"We have a 600-liter sump that supplies 150 liters per minute to eight turbine bearings from one reservoir. The oil flows from the reservoir by a single pump and filter, then separates to the eight bearings. We take the oil samples from the return lines before they join for the return to the reservoir. None of the samples show much wear. On the last sampling when there was a sign of bearing failure, the sample for that bearing showed only 4 ppm iron, 2 ppm tin, 1 ppm aluminum, 2 ppm silicon, 2 ppm sodium, 2 ppm magnesium, and everything else 0. Viscosity was 66.7 on Regal 68 at 1,000 hours (6,200 on the unit). Why would samples not show that there was a problem?"
The answer to your question can likely be summed up in one word — dilution! Assuming, as you state, that you are sampling on the return lines from each bearing, the reason for the low wear metal levels is likely due to the comparatively high oil volume in the return lines. In oil analysis, wear debris is measured in parts per million. When you state "2 ppm tin," what you are actually saying is "2 mg of tin for every kilogram of oil."
So the same amount of wear debris distributed in a large volume of oil, such as a circulating turbine, will generate a much lower ppm than the same amount of wear in a small wet sump system where the volume of oil is typically much smaller.

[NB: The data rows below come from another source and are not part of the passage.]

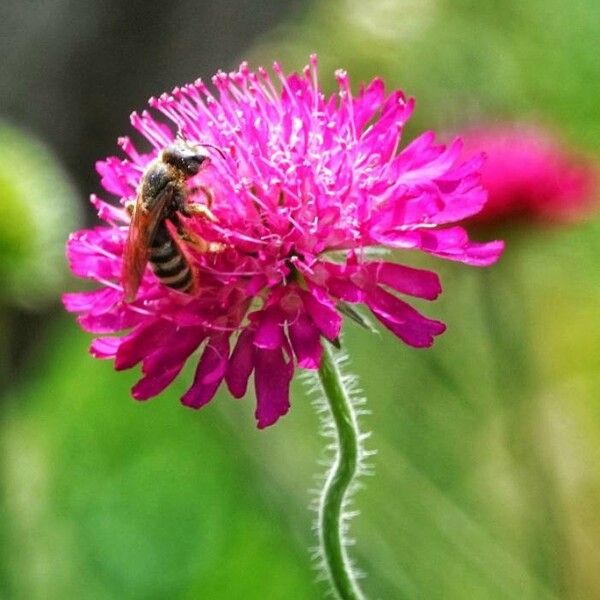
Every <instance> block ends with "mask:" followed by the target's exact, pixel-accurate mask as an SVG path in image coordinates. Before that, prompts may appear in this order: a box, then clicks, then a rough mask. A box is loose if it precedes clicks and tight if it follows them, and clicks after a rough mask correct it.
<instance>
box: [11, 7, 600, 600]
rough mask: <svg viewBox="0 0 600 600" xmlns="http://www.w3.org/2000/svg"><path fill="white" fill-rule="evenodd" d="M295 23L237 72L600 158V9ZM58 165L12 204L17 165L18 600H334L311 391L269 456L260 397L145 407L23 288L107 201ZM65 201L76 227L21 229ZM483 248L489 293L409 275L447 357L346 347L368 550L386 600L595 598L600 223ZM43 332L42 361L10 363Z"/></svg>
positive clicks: (275, 25)
mask: <svg viewBox="0 0 600 600" xmlns="http://www.w3.org/2000/svg"><path fill="white" fill-rule="evenodd" d="M199 18H200V17H199ZM223 18H224V19H226V18H227V15H224V16H223ZM279 21H280V22H279V24H277V25H273V26H270V27H268V28H267V29H266V31H265V32H263V33H262V34H261V36H260V37H259V38H258V39H254V41H253V42H251V43H250V42H249V43H248V44H249V45H248V48H247V49H246V50H244V51H240V53H239V56H229V57H228V58H226V59H224V60H228V61H229V62H228V63H226V64H223V65H222V66H223V67H230V66H233V65H234V64H235V63H236V60H238V59H240V60H241V59H250V61H251V63H252V64H253V65H256V64H258V63H262V64H268V63H269V62H270V61H271V60H272V59H273V58H278V59H279V60H280V61H281V62H282V63H283V65H284V67H285V68H286V70H292V69H299V68H301V67H302V66H303V65H304V64H305V62H306V61H307V58H308V55H309V53H311V52H318V54H319V57H320V74H321V81H322V83H323V86H324V87H326V88H328V89H332V88H333V77H332V73H333V70H334V69H335V68H337V67H344V68H346V69H347V70H348V71H349V73H350V75H351V77H352V80H353V81H354V82H355V83H358V82H360V81H365V80H368V79H370V78H371V77H373V76H375V75H380V76H383V77H384V78H385V80H386V83H387V85H388V87H389V88H392V87H401V88H403V89H405V90H406V91H407V93H408V94H410V95H414V96H415V97H416V98H417V111H416V113H415V116H414V118H413V120H412V121H411V124H410V127H409V128H408V131H407V139H409V138H410V137H411V136H412V135H415V134H416V133H417V132H419V131H421V130H423V129H427V128H434V129H437V130H438V131H440V132H441V133H442V135H447V134H448V133H449V132H452V131H455V130H458V129H460V128H461V127H462V126H465V125H470V124H473V123H476V122H479V121H481V120H487V121H493V122H498V123H499V122H503V121H506V120H517V121H533V122H535V123H541V124H543V125H545V126H548V127H549V128H551V129H552V130H553V131H556V132H557V133H558V134H560V135H561V136H563V139H564V140H565V143H568V144H569V145H572V146H576V147H579V148H582V149H584V150H586V151H588V152H590V153H591V154H592V155H593V154H594V153H596V156H597V153H598V151H599V150H600V116H599V113H598V106H599V105H600V52H598V39H600V3H598V2H597V1H596V0H574V1H572V2H569V3H564V2H561V1H559V0H546V1H545V2H542V1H541V0H527V1H525V2H516V1H514V2H512V1H506V0H505V1H501V2H492V1H487V0H480V1H479V2H473V1H467V0H462V1H460V0H457V1H450V0H447V1H446V2H443V1H441V0H422V1H417V0H404V1H401V0H398V1H397V2H393V1H391V0H378V1H373V2H370V3H366V2H360V1H359V0H344V1H342V0H334V1H330V2H321V3H314V4H307V5H305V6H304V7H303V8H302V10H295V11H293V12H292V13H291V14H290V15H289V16H287V17H286V16H285V15H283V17H281V19H280V20H279ZM215 35H217V34H216V33H215ZM190 63H191V64H190ZM188 67H189V68H193V62H192V61H191V59H189V58H188ZM167 68H168V66H163V69H167ZM202 74H204V75H207V74H208V73H202ZM160 91H161V90H160V89H151V90H143V93H145V94H146V96H148V95H150V94H156V93H157V92H160ZM133 108H135V107H134V106H131V107H130V109H133ZM120 116H121V117H123V119H122V121H123V123H124V122H125V116H126V113H125V114H123V115H120ZM97 118H98V119H101V115H99V116H98V117H97ZM101 126H102V124H101V123H99V124H98V127H101ZM11 131H12V129H11ZM124 132H125V126H123V129H122V133H124ZM20 135H21V136H24V137H23V139H21V138H19V134H17V133H14V136H13V137H11V136H8V135H6V136H0V142H1V144H0V151H1V152H0V157H6V156H7V154H8V153H9V152H15V151H16V150H14V148H17V147H18V148H19V149H20V150H19V151H22V152H25V153H27V152H30V153H31V155H32V156H33V155H35V156H37V157H38V158H39V155H40V153H41V152H42V151H40V150H39V149H38V150H36V148H37V146H35V144H38V143H39V142H34V141H32V140H31V139H30V136H28V134H20ZM15 136H16V137H15ZM17 138H18V139H17ZM44 152H48V154H49V155H50V153H51V151H50V150H44ZM98 152H100V154H99V155H98V157H101V156H103V155H105V154H109V153H112V152H114V149H113V147H104V148H101V149H100V150H98ZM16 162H18V163H19V164H21V163H23V162H26V161H24V160H19V161H16ZM55 162H56V161H55V160H54V159H52V158H51V157H50V156H49V157H48V161H47V162H46V163H45V164H46V167H47V169H46V167H45V168H42V167H40V168H35V169H34V170H35V173H36V176H39V177H40V178H42V179H43V178H44V177H46V178H47V179H46V181H47V182H48V183H47V184H46V186H44V182H43V181H42V183H41V184H40V186H39V187H40V188H41V189H42V191H41V192H40V191H39V190H35V189H33V188H28V189H26V190H25V191H22V190H19V189H16V188H15V186H14V185H9V183H6V181H7V179H6V177H5V171H8V173H9V176H8V179H9V180H10V173H11V172H12V169H7V164H8V165H12V162H11V161H10V160H9V159H6V158H3V159H2V163H1V164H0V205H1V206H2V213H1V214H0V232H3V233H2V235H1V239H2V240H3V242H2V244H0V250H1V251H2V253H3V256H2V261H3V263H2V264H3V265H8V266H7V267H6V269H7V270H6V271H5V267H2V269H1V270H0V273H1V274H2V279H3V291H2V304H1V305H0V306H1V311H2V312H1V313H0V318H1V324H2V328H3V331H4V333H5V335H3V347H2V348H1V353H2V357H3V363H2V368H3V372H2V373H3V377H4V381H5V382H6V383H5V385H4V388H3V396H2V411H3V414H2V422H1V432H0V443H1V445H2V446H1V458H2V466H1V474H2V480H1V481H2V483H1V485H2V488H1V490H0V491H1V492H2V494H1V498H0V510H1V512H2V519H1V525H0V536H1V539H0V542H1V548H2V555H1V557H0V582H1V583H2V590H3V593H2V597H6V598H27V599H29V598H31V599H38V598H39V599H47V598H49V599H54V598H86V599H87V598H94V599H96V598H102V599H104V598H106V599H112V598H119V599H120V598H132V599H133V598H144V599H145V598H157V599H162V598H183V599H187V598H224V599H229V598H249V599H251V598H256V599H263V598H268V599H271V598H273V599H279V598H282V599H288V598H289V599H295V598H299V599H304V598H306V599H310V598H320V597H322V596H323V595H324V592H325V589H326V588H325V586H323V584H320V583H315V579H316V574H315V572H314V571H313V570H312V569H311V558H310V551H309V548H311V547H312V546H314V544H315V539H314V535H313V532H312V530H311V525H312V519H313V516H314V515H313V514H312V513H311V512H310V511H309V510H308V505H309V503H310V500H311V493H310V492H309V489H311V488H312V487H313V486H314V479H313V475H314V474H315V473H318V472H319V471H320V470H321V467H319V466H318V465H317V461H318V459H319V458H320V457H322V447H323V446H324V441H323V440H322V439H321V438H319V435H318V419H317V417H316V415H315V414H314V410H313V409H312V407H311V404H310V401H309V400H308V398H307V395H306V390H305V389H303V386H302V385H301V384H300V383H299V382H298V381H295V382H294V388H293V400H292V410H291V411H290V413H289V414H288V415H287V416H286V417H285V418H283V419H282V420H281V421H280V422H279V423H278V424H277V425H276V426H275V427H272V428H270V429H267V430H265V431H258V430H257V429H255V427H254V420H253V416H252V413H253V410H254V406H253V399H252V398H251V397H250V396H249V397H247V398H245V399H243V400H241V401H237V400H233V399H231V398H230V397H228V396H227V394H226V393H225V392H221V393H219V394H218V396H217V397H216V398H215V400H214V401H213V402H212V404H211V405H209V406H208V407H206V408H204V409H203V410H202V411H200V412H193V411H190V410H188V409H185V408H183V407H181V406H180V405H179V404H178V398H179V395H180V394H181V392H182V391H183V390H184V389H185V388H186V384H188V383H189V381H190V380H191V376H192V372H193V371H191V369H190V368H188V369H187V370H186V371H185V372H184V374H182V376H180V378H179V379H178V382H177V383H176V384H175V385H174V386H172V388H171V389H170V390H169V391H167V392H165V393H164V394H162V395H161V396H160V397H159V398H156V399H154V400H152V401H150V402H147V403H143V404H140V403H136V402H135V401H133V400H132V399H131V398H130V397H129V388H130V387H131V385H132V384H133V383H134V381H135V380H136V377H137V374H136V373H134V372H127V373H115V372H114V371H113V370H112V365H111V364H110V363H108V362H101V361H96V360H93V359H92V358H91V357H90V356H89V355H88V354H87V347H88V345H89V342H90V336H89V335H87V334H84V333H82V332H80V331H79V330H78V328H77V326H76V324H75V323H74V319H73V318H72V317H71V316H69V315H62V314H61V312H60V311H59V310H57V309H56V308H55V306H56V303H57V297H58V293H59V291H60V289H61V288H62V289H65V290H66V289H74V288H75V287H77V285H78V283H76V282H74V281H73V280H71V279H67V278H65V276H64V273H63V277H62V279H60V277H58V276H56V277H52V278H48V280H47V281H45V280H44V281H42V280H41V276H40V275H35V273H36V271H31V272H30V271H27V268H28V267H27V266H26V265H27V262H28V261H29V262H30V263H31V262H33V263H34V265H35V264H38V265H39V264H40V261H46V262H49V259H48V256H49V255H47V254H46V252H49V251H50V250H51V249H52V250H53V251H56V249H57V248H58V251H57V252H59V253H60V252H62V249H61V248H62V243H63V240H64V238H65V237H66V234H67V232H68V231H69V229H71V228H72V227H74V225H73V223H74V222H76V217H77V212H78V211H77V209H76V207H77V206H79V205H82V204H83V200H81V198H83V197H84V195H85V194H84V192H88V191H90V190H84V191H79V192H78V191H76V190H75V189H74V188H73V185H72V184H71V183H69V181H68V180H69V178H70V176H69V175H65V174H64V173H62V170H61V167H60V166H59V165H58V164H55ZM67 162H68V161H67ZM45 169H46V170H45ZM23 177H24V178H28V175H27V174H24V175H23ZM27 180H28V181H29V179H27ZM59 181H60V183H57V182H59ZM61 186H62V187H61ZM57 187H58V189H60V190H61V193H60V197H59V200H58V201H57V202H55V203H52V205H56V206H55V208H56V210H57V211H60V210H63V211H64V207H65V205H67V206H71V207H72V209H71V210H69V211H67V212H68V214H69V215H70V216H69V217H68V218H65V217H61V218H58V219H57V218H55V219H54V220H53V219H51V218H48V219H46V220H39V222H38V221H36V220H35V219H24V220H23V221H19V219H18V217H15V216H14V215H18V214H20V213H23V212H25V211H26V210H30V208H28V207H31V205H32V202H33V201H34V200H39V202H44V201H45V202H46V203H47V201H48V195H47V193H46V192H44V191H43V190H44V189H45V190H48V189H53V190H56V189H57ZM60 198H63V203H62V204H61V202H60ZM19 203H21V204H19ZM61 206H62V208H61ZM25 214H26V213H25ZM59 214H62V213H59ZM11 215H12V216H11ZM9 216H10V218H9ZM69 219H70V220H71V222H70V223H69ZM15 222H17V223H22V225H20V224H19V225H15ZM50 225H51V226H50ZM29 227H32V228H34V230H33V231H30V230H29V229H28V228H29ZM35 228H37V229H35ZM38 230H39V231H38ZM4 232H5V233H4ZM486 235H488V236H489V235H497V236H502V237H503V238H504V239H506V240H507V251H506V254H505V256H504V258H503V259H502V261H501V262H500V263H499V264H498V265H497V266H496V267H493V268H492V269H489V270H477V269H473V268H469V267H466V266H463V265H458V264H448V263H442V262H441V261H427V260H425V259H422V258H420V257H417V256H415V255H413V254H406V253H405V254H397V255H396V256H395V258H396V259H398V260H400V261H402V262H407V263H409V264H419V265H426V266H428V267H431V268H434V269H436V270H437V271H438V272H439V273H440V274H441V277H442V282H443V285H444V294H443V295H442V297H441V298H440V299H439V300H438V301H436V302H435V303H433V304H431V305H425V304H420V305H419V306H420V308H422V309H424V310H425V311H426V313H427V314H428V315H430V316H434V317H436V318H441V319H442V320H444V321H445V322H446V323H447V324H448V331H447V333H446V334H444V335H443V336H442V337H441V338H439V340H438V341H437V343H436V345H435V347H434V348H433V349H432V350H427V351H417V350H414V349H411V348H408V347H406V346H404V345H403V344H402V343H400V342H399V341H397V340H396V339H394V338H393V336H392V335H391V334H389V333H388V332H381V334H376V335H373V334H370V333H368V332H366V331H362V330H359V329H358V328H357V327H355V326H353V324H351V323H350V324H347V325H346V335H345V341H344V343H345V345H346V347H347V349H348V351H349V353H350V355H351V357H352V366H351V368H352V371H353V372H354V373H356V374H358V375H359V377H360V379H361V382H362V385H363V388H364V391H365V395H366V396H367V398H368V403H369V408H370V409H371V410H372V415H370V416H368V417H365V418H364V421H363V426H364V427H365V428H366V429H367V430H370V431H372V432H373V434H372V437H371V438H370V440H369V442H368V447H369V448H372V449H377V450H378V453H377V455H376V456H375V457H373V458H372V459H370V462H371V464H372V465H373V466H374V469H375V476H374V477H372V478H368V479H365V480H364V481H363V483H365V487H364V489H362V490H361V491H360V492H359V493H358V494H357V496H356V505H357V508H359V509H360V511H361V514H360V516H358V517H357V518H356V519H355V520H354V521H353V525H352V533H353V537H355V538H356V540H357V542H356V545H355V546H353V547H352V549H351V552H352V554H353V556H355V557H356V559H357V562H358V565H359V567H360V569H361V570H363V571H365V572H366V573H367V574H368V576H367V578H366V579H364V580H363V582H362V585H363V587H364V589H365V591H366V593H367V594H368V596H369V597H370V598H410V599H412V598H415V599H421V598H423V599H437V598H439V599H457V600H458V599H482V600H483V599H496V598H498V599H522V598H532V599H533V598H535V599H537V598H560V599H562V598H565V599H571V598H573V599H575V598H581V599H588V598H600V516H599V515H600V443H599V442H600V220H599V218H598V216H597V215H590V216H589V218H588V219H586V220H585V221H582V222H580V223H578V224H572V225H569V226H564V227H554V228H543V227H540V226H539V225H534V224H526V223H525V224H520V225H519V226H516V225H511V224H510V223H506V224H504V225H503V227H502V229H500V230H497V231H495V232H493V233H488V234H486ZM40 236H46V237H44V238H43V239H44V240H47V241H45V242H44V244H43V245H42V248H41V249H36V248H35V244H32V243H30V242H29V241H28V240H37V239H40ZM15 240H16V241H15ZM5 242H6V243H5ZM10 244H13V245H12V246H11V245H10ZM25 250H26V252H25ZM35 252H38V253H39V254H38V255H39V257H40V258H39V260H38V261H35V260H33V261H32V259H31V256H34V257H35V255H34V254H32V253H35ZM21 255H23V256H25V255H26V256H25V258H23V261H22V262H18V260H20V258H19V257H21ZM9 259H10V260H9ZM17 259H18V260H17ZM44 264H46V263H44ZM32 268H33V267H32ZM11 269H12V270H11ZM57 277H58V279H57ZM28 283H29V284H31V285H30V287H28ZM42 284H43V285H42ZM42 288H43V289H42ZM32 298H33V299H34V300H36V302H31V301H30V299H32ZM40 303H41V304H43V305H44V306H45V307H49V308H46V309H45V310H44V309H41V308H38V311H42V312H38V313H37V316H36V315H35V314H31V317H29V314H30V313H27V312H23V311H24V309H23V308H22V307H23V305H25V306H27V307H29V306H30V305H37V304H40ZM44 303H45V304H44ZM17 305H18V306H19V308H16V307H17ZM30 318H31V319H32V320H34V321H33V322H35V323H39V324H40V327H39V330H37V333H36V336H35V337H34V338H33V339H30V340H29V343H24V342H22V341H21V342H20V343H17V341H15V340H17V338H19V327H20V324H21V323H23V321H24V320H28V319H30ZM42 322H43V326H42ZM17 350H18V353H17ZM17 354H18V356H17Z"/></svg>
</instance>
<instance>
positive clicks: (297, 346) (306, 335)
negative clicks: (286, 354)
mask: <svg viewBox="0 0 600 600" xmlns="http://www.w3.org/2000/svg"><path fill="white" fill-rule="evenodd" d="M288 330H289V334H290V341H291V342H292V348H293V349H294V354H295V355H296V359H297V360H298V366H300V367H302V368H304V369H318V368H319V366H320V364H321V356H322V355H323V347H322V346H321V339H320V335H319V330H318V328H317V327H316V326H315V324H314V323H313V322H312V320H311V319H310V318H309V317H308V316H307V315H306V314H304V313H301V314H300V315H299V316H298V318H297V319H295V320H294V321H293V322H292V323H291V324H290V325H289V326H288Z"/></svg>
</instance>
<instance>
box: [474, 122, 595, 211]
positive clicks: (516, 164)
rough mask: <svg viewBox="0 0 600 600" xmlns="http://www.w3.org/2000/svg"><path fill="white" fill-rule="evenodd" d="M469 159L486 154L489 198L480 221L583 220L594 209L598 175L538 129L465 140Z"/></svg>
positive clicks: (486, 168) (587, 162) (573, 155)
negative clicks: (470, 158) (506, 219)
mask: <svg viewBox="0 0 600 600" xmlns="http://www.w3.org/2000/svg"><path fill="white" fill-rule="evenodd" d="M462 138H463V140H464V142H465V148H464V151H465V154H467V153H473V152H481V151H484V152H485V154H486V155H487V160H486V162H485V164H484V166H483V169H482V182H483V186H484V187H485V189H486V190H487V191H488V194H489V198H488V202H487V204H486V205H485V208H484V209H483V210H482V211H481V212H480V213H479V214H478V215H477V216H476V217H475V219H476V220H478V221H481V222H484V221H485V222H498V221H502V220H504V219H511V218H517V217H522V218H525V219H532V220H537V221H558V222H560V221H567V220H572V219H576V218H580V217H582V216H583V215H585V214H586V212H589V210H590V209H591V208H592V205H593V201H594V195H595V194H596V193H597V189H598V171H597V169H596V167H595V166H594V165H592V163H591V162H590V161H589V160H588V159H586V158H583V157H582V156H577V155H575V154H573V153H571V152H569V150H568V149H567V148H566V147H565V145H564V144H563V143H562V142H561V141H560V140H558V139H556V138H554V137H552V136H551V135H550V134H549V133H548V132H545V131H542V130H541V129H538V128H535V127H532V126H516V125H513V126H510V125H506V126H501V127H498V126H489V127H482V128H479V129H476V130H473V131H470V132H465V133H464V134H463V135H462Z"/></svg>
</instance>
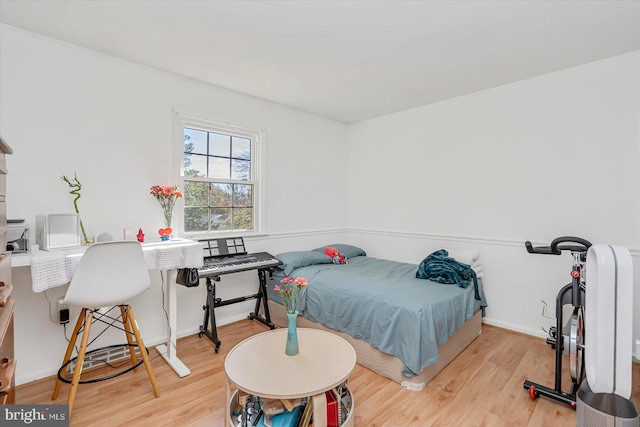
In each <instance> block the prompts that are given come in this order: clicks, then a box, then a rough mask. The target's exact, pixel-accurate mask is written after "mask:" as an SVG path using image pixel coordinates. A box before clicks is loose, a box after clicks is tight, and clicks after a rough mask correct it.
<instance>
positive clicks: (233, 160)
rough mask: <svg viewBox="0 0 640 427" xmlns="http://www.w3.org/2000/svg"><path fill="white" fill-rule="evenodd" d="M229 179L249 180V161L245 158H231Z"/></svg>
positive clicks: (249, 170)
mask: <svg viewBox="0 0 640 427" xmlns="http://www.w3.org/2000/svg"><path fill="white" fill-rule="evenodd" d="M231 179H237V180H239V181H249V180H250V179H251V162H249V161H247V160H231Z"/></svg>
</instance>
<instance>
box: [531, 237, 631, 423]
mask: <svg viewBox="0 0 640 427" xmlns="http://www.w3.org/2000/svg"><path fill="white" fill-rule="evenodd" d="M525 246H526V248H527V251H528V252H529V253H539V254H548V255H560V254H561V253H562V251H564V250H568V251H571V253H572V254H573V259H574V262H573V264H574V265H573V268H572V271H571V279H572V280H571V283H570V284H568V285H566V286H565V287H563V288H562V289H561V290H560V292H559V293H558V296H557V298H556V326H555V328H551V330H550V333H549V335H550V337H549V338H548V339H547V343H549V344H551V345H552V347H554V348H555V351H556V382H555V388H554V389H551V388H549V387H545V386H542V385H539V384H535V383H532V382H531V381H525V382H524V388H525V390H528V391H529V395H530V397H531V398H532V399H535V398H537V397H539V396H540V395H544V396H547V397H551V398H553V399H555V400H558V401H560V402H564V403H568V404H569V405H571V406H572V407H576V409H577V416H576V421H577V425H578V426H579V427H582V426H585V427H586V426H596V425H597V426H602V427H638V426H639V416H638V411H637V409H636V407H635V405H634V404H633V402H632V401H631V400H630V399H629V398H630V396H631V382H632V362H631V340H632V323H633V322H632V321H633V263H632V261H631V255H630V253H629V251H628V250H627V249H626V248H624V247H621V246H610V245H591V244H590V243H589V242H588V241H586V240H584V239H580V238H577V237H568V236H567V237H559V238H557V239H555V240H553V241H552V242H551V245H549V246H547V247H538V248H534V247H533V246H532V245H531V243H530V242H526V243H525ZM587 287H588V289H589V294H588V297H587V293H586V290H587ZM567 304H570V305H571V306H572V307H573V314H572V316H571V319H570V321H569V322H567V324H566V325H563V319H562V314H563V311H564V306H565V305H567ZM561 328H562V329H561ZM554 329H555V330H554ZM567 347H568V354H569V359H570V363H571V369H570V371H571V380H572V386H571V390H570V392H568V393H566V392H564V391H562V389H561V382H562V355H563V353H564V354H567V352H566V350H567Z"/></svg>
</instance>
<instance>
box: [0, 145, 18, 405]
mask: <svg viewBox="0 0 640 427" xmlns="http://www.w3.org/2000/svg"><path fill="white" fill-rule="evenodd" d="M12 153H13V150H12V149H11V147H9V146H8V145H7V144H6V143H5V142H4V140H3V139H2V137H0V404H14V403H16V395H15V371H16V359H15V357H14V350H13V304H14V301H13V299H11V291H12V290H13V285H12V282H11V252H8V251H7V250H6V249H7V201H6V194H7V192H6V188H7V162H6V155H7V154H12Z"/></svg>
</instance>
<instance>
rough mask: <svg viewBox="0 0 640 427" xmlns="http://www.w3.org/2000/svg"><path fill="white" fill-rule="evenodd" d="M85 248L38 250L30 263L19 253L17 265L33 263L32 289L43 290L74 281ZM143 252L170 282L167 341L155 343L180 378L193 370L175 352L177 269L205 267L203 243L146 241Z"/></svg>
mask: <svg viewBox="0 0 640 427" xmlns="http://www.w3.org/2000/svg"><path fill="white" fill-rule="evenodd" d="M86 250H87V247H86V246H83V247H80V248H75V249H70V250H56V251H38V252H34V253H33V254H31V256H30V262H29V263H27V262H26V256H25V255H22V256H20V258H21V259H19V260H18V264H17V265H20V266H26V265H29V264H30V265H31V278H32V284H33V291H34V292H42V291H45V290H47V289H51V288H55V287H58V286H62V285H65V284H67V283H69V282H71V278H72V277H73V274H74V272H75V270H76V267H77V266H78V263H79V262H80V259H81V258H82V255H83V254H84V251H86ZM142 251H143V253H144V258H145V260H146V261H147V266H148V267H149V270H162V271H164V276H165V279H164V280H165V281H166V283H168V286H167V292H165V302H164V304H165V309H166V310H167V314H168V316H169V325H168V332H167V343H166V345H165V344H162V345H158V346H156V350H157V351H158V353H160V354H161V355H162V357H163V358H164V360H165V361H166V362H167V363H168V364H169V365H170V366H171V367H172V368H173V370H174V371H176V373H177V374H178V375H179V376H180V377H184V376H187V375H189V374H190V373H191V371H190V370H189V368H187V366H186V365H185V364H184V363H182V361H181V360H180V359H178V356H177V355H176V338H177V336H176V332H177V328H178V318H177V292H176V287H177V285H176V270H177V269H178V268H200V267H202V259H203V258H202V244H201V243H200V242H197V241H195V240H188V239H180V238H175V239H172V240H168V241H165V242H162V241H155V242H148V243H143V244H142ZM17 265H15V264H14V266H17Z"/></svg>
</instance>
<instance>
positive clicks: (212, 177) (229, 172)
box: [209, 157, 231, 179]
mask: <svg viewBox="0 0 640 427" xmlns="http://www.w3.org/2000/svg"><path fill="white" fill-rule="evenodd" d="M230 161H231V160H230V159H228V158H227V159H223V158H220V157H209V178H217V179H229V178H230V177H231V172H230V167H229V162H230Z"/></svg>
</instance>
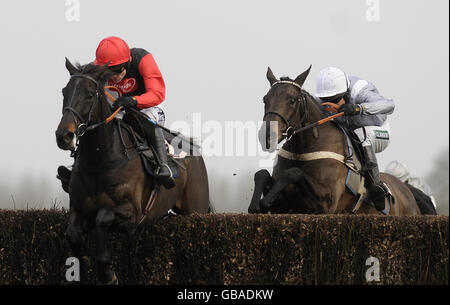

To minimize the effects, try to ensure the sample is taken as close to the bearings as possible. In addition, ensure that the sampling method is precisely controlled with the same method used every time, including flushing volumes. You might also need to tighten your alarms considerably to the extent where "normal" really means 0 ppm of tin (and other key elements), and any slight increase (even just 1 to 2 ppm) is considered "cautionary."
Other possible causes of the low wear metal limits could be a failure mechanism, which really doesn't generate significant amounts of wear debris, or one that creates larger sized particles (in excess of 5 microns), which do not show up in conventional elemental spectroscopy techniques. However, given the nature of this application, dilution is the most likely cause.
While most lubrication teams grasp the importance of good oil sampling, they are not exactly sure how to address the specifics. The good news is that instituting a quality oil sampling program in a plant is generally a relatively inexpensive exercise with high, short-term paybacks. If you haven’t instituted a world-class oil sampling program, now is a good time to start. If a sampling program is in place, maybe now is the right time to review it for compatibility with reliability goals. Don’t let a poor oil sampling program shoot your oil analysis program from the sky.